My first Moby Dick Marathon. It had been several years since I learned of this event where the book is read aloud from cover to cover each year at the New Bedford Whaling Museum. After conflicts ruled out prior attendance, my wife and I finally resolved to participate this year, the 20th anniversary of the marathon.
And it was worth it, in so many ways.
No, I did not listen to every word, in fact only about four or five hours. But, when the museum handed out certificates to those who did sit through all 25 hours, the line looked to be easily over 50 people.

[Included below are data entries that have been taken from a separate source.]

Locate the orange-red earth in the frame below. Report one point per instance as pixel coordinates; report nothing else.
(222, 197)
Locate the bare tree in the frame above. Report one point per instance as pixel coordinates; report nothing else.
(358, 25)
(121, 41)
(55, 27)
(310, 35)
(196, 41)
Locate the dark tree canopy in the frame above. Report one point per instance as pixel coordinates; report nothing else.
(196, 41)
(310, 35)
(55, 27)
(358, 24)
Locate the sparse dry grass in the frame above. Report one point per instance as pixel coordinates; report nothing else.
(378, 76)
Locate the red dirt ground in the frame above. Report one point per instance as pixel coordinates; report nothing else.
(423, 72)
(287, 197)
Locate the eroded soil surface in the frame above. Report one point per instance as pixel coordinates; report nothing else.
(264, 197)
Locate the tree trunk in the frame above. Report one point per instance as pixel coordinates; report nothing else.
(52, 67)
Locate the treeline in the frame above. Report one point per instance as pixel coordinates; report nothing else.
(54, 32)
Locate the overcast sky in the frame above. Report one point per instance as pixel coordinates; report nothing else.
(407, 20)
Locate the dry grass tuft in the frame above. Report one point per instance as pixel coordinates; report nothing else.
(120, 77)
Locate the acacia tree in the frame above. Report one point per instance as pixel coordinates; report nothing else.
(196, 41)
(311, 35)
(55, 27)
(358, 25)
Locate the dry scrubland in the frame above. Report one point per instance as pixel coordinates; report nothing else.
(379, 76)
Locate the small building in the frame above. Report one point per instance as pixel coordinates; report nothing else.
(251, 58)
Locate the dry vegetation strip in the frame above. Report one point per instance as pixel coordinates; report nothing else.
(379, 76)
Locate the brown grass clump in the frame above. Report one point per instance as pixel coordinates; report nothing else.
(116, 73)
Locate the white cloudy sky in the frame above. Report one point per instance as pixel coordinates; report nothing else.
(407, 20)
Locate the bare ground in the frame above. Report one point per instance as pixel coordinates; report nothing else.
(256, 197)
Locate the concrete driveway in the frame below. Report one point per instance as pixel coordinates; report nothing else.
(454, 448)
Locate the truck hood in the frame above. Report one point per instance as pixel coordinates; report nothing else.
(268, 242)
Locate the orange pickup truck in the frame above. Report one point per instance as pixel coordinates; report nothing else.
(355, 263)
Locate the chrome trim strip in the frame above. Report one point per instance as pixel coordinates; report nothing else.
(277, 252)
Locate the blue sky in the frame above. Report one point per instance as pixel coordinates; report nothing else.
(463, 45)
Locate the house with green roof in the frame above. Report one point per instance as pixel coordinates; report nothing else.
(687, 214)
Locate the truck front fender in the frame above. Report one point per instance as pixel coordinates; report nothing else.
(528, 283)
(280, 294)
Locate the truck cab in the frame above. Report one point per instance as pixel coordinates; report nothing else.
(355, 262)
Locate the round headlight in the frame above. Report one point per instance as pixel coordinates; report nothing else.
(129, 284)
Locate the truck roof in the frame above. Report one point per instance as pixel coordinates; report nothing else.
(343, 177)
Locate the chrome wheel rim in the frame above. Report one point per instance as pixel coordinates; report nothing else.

While not reading, we attended two sessions to chat with Melville scholars who covered a wide ranging array of subjects from the many-layered and evolving interpretations of the novel to their own personal accounts of encountering Melvlle and how their study has shaped their lives. Of interest to those of us at Arrowhead was the discussion on how Melville spent his first year in Pittsfield re-working his book. In his letters, we were told, he anticipated finishing his book about the whale by the fall of 1850, but after meeting Nathaniel Hawthorne and moving to Pittsfield, he spent another year working on the book. One scholar told us that were it not for that year at Arrowhead, we would not have been attending the marathon, for it would have likely been another of the books Melville turned out to help finance the expenses of his growing family. We also spent a fair amount of discussion time on the difficulty of the book, and how students today react to it.
The reading shifted away from the exhibit hall twice. First, we moved across the street to read (and sing) the chapters that took place in the Seamen’s Bethel. Melville includes the words of a hymn in Chapter 7, so we all sang it, and then listened to Father Mapple read his sermon on Jonah.
The second time, we moved to the auditorium to watch a dramatic presentation of Chapter 40, Melville’s play within his novel of life on the deck of the Pequod.
My own ten minutes of reading took place at the civilized time of 7:50 on Sunday morning, almost 20 hours since they started reading. To my surprise there were quite a number of people present. The organizers had written saying this time would put my reading in or about Chapter 104, one on Melville’s description of whale size. The references to Barbary travelers and Egyptian temples caused me to trip over the words, but one quote reminded me of why Melville may have included such details as the size of the whales: “To produce a mighty book, you must choose a mighty theme. No great and enduring volume can ever be written on the flea, though many there be who have tried it.”
Many of the people present seemed to be teachers, but there were also people like Amalia, a Venezuelan who we sat with at lunch and who read her ten minutes in Spanish. Amalia had fallen in love with Melville after coming to the U.S.. She visited Arrowhead this past fall on her quest to know more about the author and the book she had read many times. In fact, others read in French, Japanese, Chinese, German, Dutch, Swedish and too many more to remember. For the first time, five hours in a parallel session was set aside for Portuguese reading. Other readers included Nathaniel Philbrick who kicked off the event and several descendants of Melville. I met many people who go every year.
The hall was packed for the final chapters, and the applause when the Epilogue concluded seemed to never end.
What sticks most in my mind from the weekend was the sense that there’s always something new in Melville. One university teacher said there’s a lot of repetition in academia, and scholars enjoy teaching Melville because each time they read him they discover a new layer, a new way to “enter the book,” whether through the environment, through race or gender, or politics. He seems to reach across the generations and speak to current concerns.